Tarih Doğan Tarkan’ı sadece DSİP‘in değil, yeni ve özgürlükçü solun kurucu liderlerinden biri olarak anacaktır. Onun ardında bıraktığı küçük partiye bakın, burada başörtülüler, Ermeniler, Yahudiler, Kürtler, Aleviler omuz omuza mücadele ediyor, partinin başında 20’li yaşlarında bir kadın var. Burada yeni solun nüveleri var.

Doğan Tarkan bir enternasyonalistti. Latin Amerika‘dan, Mısır‘a, Afrika‘dan Avrupa‘ya bütün dünyayı aynı dikkatle takip eder, takip etmekle kalmaz dünyanın dört bir köşesindeki yoldaşlarıyla işçi sınıfının dünya partisini inşa etmek için de çalışırdı. Sadece Türkiye solunun değil Uluslararası Sosyalist Akım geleneğinin de, küresel antikapitalist-sosyalist hareketin de önemli isimlerinden biriydi.

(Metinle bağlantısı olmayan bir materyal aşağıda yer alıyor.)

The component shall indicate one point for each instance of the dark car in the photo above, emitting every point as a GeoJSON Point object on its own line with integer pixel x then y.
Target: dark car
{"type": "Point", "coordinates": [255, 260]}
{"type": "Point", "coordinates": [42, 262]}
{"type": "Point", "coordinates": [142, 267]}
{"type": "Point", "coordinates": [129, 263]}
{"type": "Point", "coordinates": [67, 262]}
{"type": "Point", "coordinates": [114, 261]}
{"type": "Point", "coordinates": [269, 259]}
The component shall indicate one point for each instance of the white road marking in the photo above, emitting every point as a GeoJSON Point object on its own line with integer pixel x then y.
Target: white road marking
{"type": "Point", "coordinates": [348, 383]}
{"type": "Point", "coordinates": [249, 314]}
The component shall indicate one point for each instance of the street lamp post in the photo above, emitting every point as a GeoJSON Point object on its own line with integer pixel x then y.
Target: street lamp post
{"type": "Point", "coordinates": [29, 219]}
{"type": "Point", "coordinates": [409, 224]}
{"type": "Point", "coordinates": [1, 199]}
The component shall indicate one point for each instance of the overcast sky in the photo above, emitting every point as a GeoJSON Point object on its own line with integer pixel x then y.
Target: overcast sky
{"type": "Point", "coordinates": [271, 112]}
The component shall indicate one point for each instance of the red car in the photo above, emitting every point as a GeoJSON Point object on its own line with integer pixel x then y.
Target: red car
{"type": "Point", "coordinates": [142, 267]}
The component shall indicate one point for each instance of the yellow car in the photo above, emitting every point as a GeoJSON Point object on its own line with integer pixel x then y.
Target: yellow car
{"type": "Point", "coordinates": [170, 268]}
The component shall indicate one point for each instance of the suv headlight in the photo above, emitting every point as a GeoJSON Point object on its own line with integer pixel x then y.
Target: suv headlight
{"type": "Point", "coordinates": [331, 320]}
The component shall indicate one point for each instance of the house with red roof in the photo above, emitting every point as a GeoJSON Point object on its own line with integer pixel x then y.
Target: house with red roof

Son olarak şunun altını çizerek bitireyim. Doğan Tarkan yeri geldi geçmişi kıyasıya eleştirdi, “eski siyaset”ten koptu ve evet değişti ama köklerine de her zaman sahip çıktı. TİP’li olmaktan Kurtuluşçu olmaktan gurur duyardı, bununla övünürdü. Aramızdan sadece bir DSİP‘li olarak değil, bir Kurtuluşçu ve bir TİP’li olarak ayrıldı.

Doğan Tarkan‘ı sonsuzluğa uğurladığımız gün, Karacaahmet Camii’nin avlusunda oğlu Yusuf’u gördüm, üzgündü ona kalabalığı gösterdim, “bak babanın ne kadar çok arkadaşı var, o çok önemli bir insan ve gurur duyulacak bir baba” dedim.

Ben de seninle gurur duyuyor, seni tanıdığım, senden öğrenebildiğim, seninle yoldaşlık yapabildiğim için kendimi çok şanslı hissediyorum Doğan ağabey. 

Sömürüye, baskıya ve ayrımcılığa karşı kavga hep sürecek ve “emeğin kurtuluş bayrağı” daha da yükselecek, gözün arkada kalmasın Doğan yoldaş!